Un mítico comedor de la región cierra sus puertas

Con 73 años de vida, el emblemático restaurante La Choza, de Venado Tuerto, no puede asumir la merma de clientes y los tarifazos

Unos de los restaurantes más antiguos del sur santafesino, La Choza, cierra sus puertas tras 73 años de permanencia casi ininterrumpida en el rubro gastronómico de Venado Tuerto. El motivo es sencillo y contundente.
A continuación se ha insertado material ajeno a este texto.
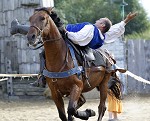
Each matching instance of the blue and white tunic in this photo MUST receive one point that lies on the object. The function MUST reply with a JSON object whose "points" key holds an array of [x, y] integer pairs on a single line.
{"points": [[88, 34]]}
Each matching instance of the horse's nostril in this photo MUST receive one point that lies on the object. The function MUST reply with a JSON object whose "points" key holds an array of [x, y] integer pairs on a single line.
{"points": [[33, 36]]}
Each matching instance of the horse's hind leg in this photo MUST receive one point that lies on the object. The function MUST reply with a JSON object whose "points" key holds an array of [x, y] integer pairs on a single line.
{"points": [[58, 102], [103, 95], [75, 104]]}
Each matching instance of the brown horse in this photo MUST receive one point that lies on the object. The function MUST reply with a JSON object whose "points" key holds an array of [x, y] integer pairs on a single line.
{"points": [[59, 61]]}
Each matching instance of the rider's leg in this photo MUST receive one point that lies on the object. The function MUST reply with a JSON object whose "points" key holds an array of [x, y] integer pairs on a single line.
{"points": [[16, 27]]}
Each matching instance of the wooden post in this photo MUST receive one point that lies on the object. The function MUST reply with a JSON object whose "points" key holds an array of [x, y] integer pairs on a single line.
{"points": [[9, 81]]}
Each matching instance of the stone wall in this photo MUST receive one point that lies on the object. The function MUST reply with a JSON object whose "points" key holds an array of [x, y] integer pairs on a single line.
{"points": [[14, 48], [15, 52]]}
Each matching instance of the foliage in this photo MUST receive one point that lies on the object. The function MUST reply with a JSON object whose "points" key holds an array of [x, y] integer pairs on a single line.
{"points": [[75, 11], [141, 36]]}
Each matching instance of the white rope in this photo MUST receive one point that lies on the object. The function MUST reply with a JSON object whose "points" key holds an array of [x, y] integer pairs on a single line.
{"points": [[137, 77]]}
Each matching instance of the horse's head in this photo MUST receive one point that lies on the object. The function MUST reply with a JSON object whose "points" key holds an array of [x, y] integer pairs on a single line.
{"points": [[39, 25]]}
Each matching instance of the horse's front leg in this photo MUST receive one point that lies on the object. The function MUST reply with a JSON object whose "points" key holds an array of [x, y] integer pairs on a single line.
{"points": [[103, 95], [58, 102]]}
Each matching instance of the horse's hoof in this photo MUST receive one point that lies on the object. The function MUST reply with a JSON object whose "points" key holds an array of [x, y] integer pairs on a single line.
{"points": [[90, 112]]}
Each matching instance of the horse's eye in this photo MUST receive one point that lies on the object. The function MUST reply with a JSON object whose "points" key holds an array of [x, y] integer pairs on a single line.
{"points": [[42, 18]]}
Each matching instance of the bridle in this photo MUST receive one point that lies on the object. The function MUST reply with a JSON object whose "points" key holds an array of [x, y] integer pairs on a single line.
{"points": [[40, 41]]}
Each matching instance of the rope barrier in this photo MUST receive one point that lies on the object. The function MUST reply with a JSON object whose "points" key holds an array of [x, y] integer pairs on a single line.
{"points": [[3, 79]]}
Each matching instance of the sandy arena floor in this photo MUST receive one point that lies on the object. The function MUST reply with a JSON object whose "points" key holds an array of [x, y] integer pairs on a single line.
{"points": [[135, 108]]}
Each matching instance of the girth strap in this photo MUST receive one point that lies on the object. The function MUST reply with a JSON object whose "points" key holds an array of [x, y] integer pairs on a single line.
{"points": [[76, 70]]}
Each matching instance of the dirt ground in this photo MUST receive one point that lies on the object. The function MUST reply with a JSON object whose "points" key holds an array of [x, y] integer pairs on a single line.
{"points": [[135, 108]]}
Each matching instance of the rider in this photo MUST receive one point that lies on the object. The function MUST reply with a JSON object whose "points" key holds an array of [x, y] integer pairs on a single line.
{"points": [[93, 35]]}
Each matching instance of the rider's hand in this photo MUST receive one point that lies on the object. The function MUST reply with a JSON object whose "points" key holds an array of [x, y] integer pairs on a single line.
{"points": [[130, 16]]}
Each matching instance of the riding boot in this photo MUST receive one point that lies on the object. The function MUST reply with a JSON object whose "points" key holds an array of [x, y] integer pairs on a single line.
{"points": [[41, 81], [16, 27]]}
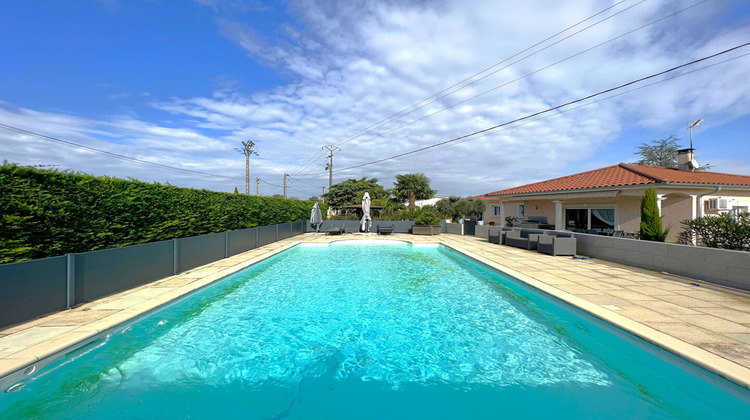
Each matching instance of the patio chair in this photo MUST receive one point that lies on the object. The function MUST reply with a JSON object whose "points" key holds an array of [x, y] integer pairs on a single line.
{"points": [[559, 244], [385, 230], [335, 230]]}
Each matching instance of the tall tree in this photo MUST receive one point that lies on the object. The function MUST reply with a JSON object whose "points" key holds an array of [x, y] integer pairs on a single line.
{"points": [[412, 187], [659, 153], [351, 191]]}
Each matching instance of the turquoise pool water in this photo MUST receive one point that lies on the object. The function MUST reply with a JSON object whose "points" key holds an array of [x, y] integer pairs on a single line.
{"points": [[361, 331]]}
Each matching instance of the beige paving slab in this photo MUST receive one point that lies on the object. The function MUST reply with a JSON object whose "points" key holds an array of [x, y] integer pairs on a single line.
{"points": [[641, 314], [33, 335], [686, 332], [734, 351], [650, 290], [745, 338], [708, 295], [689, 302], [604, 300], [668, 308], [644, 303], [7, 351], [131, 299], [577, 289], [603, 286], [715, 324], [630, 295], [76, 317], [730, 314]]}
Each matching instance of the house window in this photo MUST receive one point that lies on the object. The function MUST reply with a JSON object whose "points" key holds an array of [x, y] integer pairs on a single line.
{"points": [[601, 218]]}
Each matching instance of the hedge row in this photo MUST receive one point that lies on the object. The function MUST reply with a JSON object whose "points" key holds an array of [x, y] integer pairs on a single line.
{"points": [[47, 213]]}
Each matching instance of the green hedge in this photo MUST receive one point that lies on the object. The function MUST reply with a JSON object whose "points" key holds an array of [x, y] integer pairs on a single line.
{"points": [[47, 213]]}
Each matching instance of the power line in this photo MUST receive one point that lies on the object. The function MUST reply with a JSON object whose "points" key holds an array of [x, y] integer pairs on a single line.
{"points": [[417, 105], [548, 109], [560, 112], [110, 154], [529, 74], [295, 178], [437, 96]]}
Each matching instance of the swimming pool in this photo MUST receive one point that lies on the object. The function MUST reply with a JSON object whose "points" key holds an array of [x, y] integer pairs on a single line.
{"points": [[344, 331]]}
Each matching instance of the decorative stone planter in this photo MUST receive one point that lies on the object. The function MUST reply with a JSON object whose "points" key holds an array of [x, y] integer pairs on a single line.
{"points": [[425, 229]]}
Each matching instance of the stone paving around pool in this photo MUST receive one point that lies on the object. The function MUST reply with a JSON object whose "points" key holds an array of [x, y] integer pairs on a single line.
{"points": [[708, 326]]}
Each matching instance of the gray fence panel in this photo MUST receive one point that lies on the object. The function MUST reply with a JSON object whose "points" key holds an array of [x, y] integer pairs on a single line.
{"points": [[29, 289], [298, 227], [454, 228], [266, 235], [242, 240], [285, 230], [399, 226], [196, 251], [101, 273]]}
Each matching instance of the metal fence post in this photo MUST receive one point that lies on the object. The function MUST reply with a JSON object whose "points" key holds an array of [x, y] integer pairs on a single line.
{"points": [[176, 261], [226, 244], [71, 281]]}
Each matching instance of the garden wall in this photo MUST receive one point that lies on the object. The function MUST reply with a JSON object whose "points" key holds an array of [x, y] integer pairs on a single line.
{"points": [[29, 289]]}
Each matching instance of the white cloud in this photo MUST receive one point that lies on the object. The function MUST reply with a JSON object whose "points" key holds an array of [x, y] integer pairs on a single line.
{"points": [[353, 63]]}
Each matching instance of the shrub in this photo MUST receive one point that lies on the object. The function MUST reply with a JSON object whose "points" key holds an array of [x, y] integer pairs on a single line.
{"points": [[45, 213], [428, 216], [723, 231], [650, 219]]}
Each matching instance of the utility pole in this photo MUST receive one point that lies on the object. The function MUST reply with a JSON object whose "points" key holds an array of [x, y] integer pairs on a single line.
{"points": [[247, 150], [329, 165]]}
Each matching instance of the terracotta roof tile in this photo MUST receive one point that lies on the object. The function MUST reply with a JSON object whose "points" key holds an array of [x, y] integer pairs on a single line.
{"points": [[625, 174]]}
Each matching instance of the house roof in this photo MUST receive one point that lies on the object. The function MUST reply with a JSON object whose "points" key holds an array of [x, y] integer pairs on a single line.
{"points": [[624, 174]]}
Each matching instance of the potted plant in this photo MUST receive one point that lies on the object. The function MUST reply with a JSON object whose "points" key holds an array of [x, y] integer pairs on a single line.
{"points": [[427, 222]]}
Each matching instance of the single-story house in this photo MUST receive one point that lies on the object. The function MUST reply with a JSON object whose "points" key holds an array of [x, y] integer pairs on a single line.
{"points": [[609, 198]]}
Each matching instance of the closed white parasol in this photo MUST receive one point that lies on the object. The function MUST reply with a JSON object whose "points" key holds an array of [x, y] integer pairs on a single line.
{"points": [[316, 217], [366, 220]]}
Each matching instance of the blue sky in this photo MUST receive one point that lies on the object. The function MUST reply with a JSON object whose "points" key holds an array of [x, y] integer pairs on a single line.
{"points": [[182, 83]]}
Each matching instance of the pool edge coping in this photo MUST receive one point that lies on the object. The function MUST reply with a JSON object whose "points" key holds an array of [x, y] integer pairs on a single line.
{"points": [[716, 364], [48, 351]]}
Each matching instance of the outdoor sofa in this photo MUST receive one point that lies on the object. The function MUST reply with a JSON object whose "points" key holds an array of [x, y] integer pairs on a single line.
{"points": [[335, 230], [557, 243], [498, 237], [524, 238], [385, 230]]}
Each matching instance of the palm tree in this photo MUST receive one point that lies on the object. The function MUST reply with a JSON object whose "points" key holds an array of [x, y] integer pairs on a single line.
{"points": [[412, 187]]}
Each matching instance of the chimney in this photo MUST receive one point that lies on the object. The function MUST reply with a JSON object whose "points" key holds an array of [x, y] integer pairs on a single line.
{"points": [[685, 160]]}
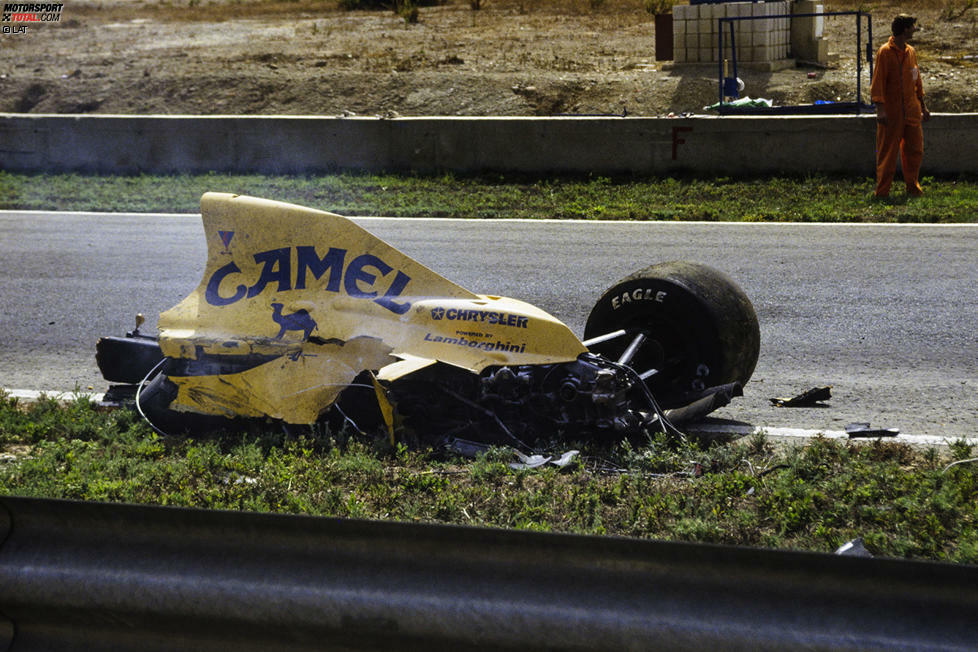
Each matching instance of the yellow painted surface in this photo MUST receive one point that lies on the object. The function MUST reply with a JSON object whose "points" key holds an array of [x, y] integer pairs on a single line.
{"points": [[330, 300]]}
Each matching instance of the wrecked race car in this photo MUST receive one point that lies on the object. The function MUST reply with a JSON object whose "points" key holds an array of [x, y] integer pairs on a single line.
{"points": [[303, 317]]}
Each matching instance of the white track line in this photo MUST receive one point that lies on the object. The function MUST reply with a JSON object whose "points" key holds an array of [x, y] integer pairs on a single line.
{"points": [[705, 429]]}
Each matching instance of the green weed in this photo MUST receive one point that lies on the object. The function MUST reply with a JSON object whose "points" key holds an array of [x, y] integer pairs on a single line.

Los dueños no podrán afrontar las facturas de gas y electricidad tras los tarifazos y el local sufre una merma considerable de clientes.

La Choza es un emblemático restaurante ubicado en Venado Tuerto sobre la ruta nacional Nº 8. Pertenece a la familia Ferrando desde sus orígenes y fue fundado en 1943. Casi siempre estuvo abierto salvo en algunos intervalos. Es uno los más antiguos de la zona, junto al hotel El Molino, también ubicado sobre la 8, cuyo propietario era el reconocido piloto de automovilismo Marcos Ciani.

Uno de los titulares de La Choza, Marcelo "Chapa" Ferrando, diálogo con este medio y contó apesadumbrado las peripecias que viene haciendo con su familia para poder mantener abierto el local que, de más está decirlo, es caro a los afectos de los Ferrando. Toda una tradición en la zona sur de la provincia, parte de Buenos Aires y Córdoba.

"Hoy una familia tipo no baja de mil pesos si quiere salir a comer afuera y no cualquiera tiene esa plata para gastar", dijo, y agregó que "a veces resulta complicado hasta comprar la comida en tu casa por lo cara que está. Imaginate lo que es salir a comer afuera".

Facturas abultadas. Al restaurante le llegó la factura de luz de 20 mil pesos, siendo que la anterior apenas había superado los 1.500. Con el gas sucedió algo similar, ya que experimentó un aumento de alrededor del 400 por ciento. "Nosotros restringimos al máximo los márgenes de ganancia y aun así la gente no viene como en otras épocas. Se nota claramente la recesión en la gente que cada día cuida más el mango. Además, en este rubro es donde primero la gente achica gastos. Todo lo que tiene que ver con ocio o esparcimiento es lo primero que deja de consumir", explicó Chapa.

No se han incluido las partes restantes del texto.